Introduction to Music Production 1 – Sound

Introduction to Music Production 1 – Sound

As a music producer, your medium is sound.  Understanding the fundamentals of how sound works is crucial to becoming a professional in the industry.

What is sound?

Sound is produced by continuous and regular vibrations, as opposed to noise (Merriam Webster).  How do you make sound?  To make sound, you must create vibrations in the air.  Consistent vibrations are called oscillations.  The frequency (pitch) of a wave depends on the speed of the oscillations.  For instance, A4 on a piano is 440Hz.  This means the wave cycles (oscillates) 440 times per second.  The slower the speed (lower frequency), the lower the pitch.  Conversely, the faster the speed (higher frequency), the higher the pitch.  The human hearing range is, on average, from 20Hz (20 cycles per second) to 20kHz (20,000 cycles per second).

Another major characteristic of sound is loudness.  Loudness (measured as amplitude in dB – Decibel) is a perceived intensity, usually described as volume (also dynamic range).  Amplitude is derived from the height of the waves.  The higher the amplitude, the more intense a sound will be.  The human ear can handle intensity up to 120 dB SPL, also called the threshold of pain.  The recommended volume intensity for studios is 85 dB SPL.

There are multiple forms of dB measures, but for actual loudness, dB SPL is used.  SPL stands for Sound Pressure Level, and is the local pressure deviation from the ambient atmospheric pressure, caused by a sound wave.  When looking at a DAW (Digital Audio Workstation), the values are measured in dB FS (full scale), a relative measure of intensity that does not have an actual, consistent dB SPL measurement.  To achieve any level of intensity in dB SPL, you must use some form of amplification (speakers, headphones) and measure the output.

Volume Levels

The chart below is called a Fletcher-Munson curve (also called equal loudness curve).  It shows the perceived loudness of frequencies in the human hearing range at various dB SPL.  Even if two different frequencies are played at the exact same actual dB SPL, the human ear does not perceive them to be equal in intensity.  This chart shows the average perception of this.  This is important to take note of because in mixing, both in the studio and live, you do not want to make all frequencies the same actual volume, but to use your ears to find the best balance.

Fletcher Munson Curve

How does any of this help my production?

Use your ears!
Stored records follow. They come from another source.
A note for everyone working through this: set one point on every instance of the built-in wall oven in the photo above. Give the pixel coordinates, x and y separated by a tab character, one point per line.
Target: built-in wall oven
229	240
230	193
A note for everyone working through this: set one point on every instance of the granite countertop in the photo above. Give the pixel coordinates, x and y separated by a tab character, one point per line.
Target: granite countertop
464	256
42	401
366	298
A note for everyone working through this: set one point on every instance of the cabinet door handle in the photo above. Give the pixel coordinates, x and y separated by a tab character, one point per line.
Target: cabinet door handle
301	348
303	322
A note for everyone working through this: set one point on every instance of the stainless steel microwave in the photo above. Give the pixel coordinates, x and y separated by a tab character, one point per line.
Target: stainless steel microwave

These charts are for basic reference to show how our ears work, not to give you specific numbers to always put every frequency with regard to volume. Only use these to understand why two sounds may appear to have totally different volumes, even if they are set to the same volume. It is a necessity to understand, to a basic degree, how our ears work with regard to amplitude and frequency. We will talk about how frequency and amplitude work in relation to sound design and mixing in later lessons.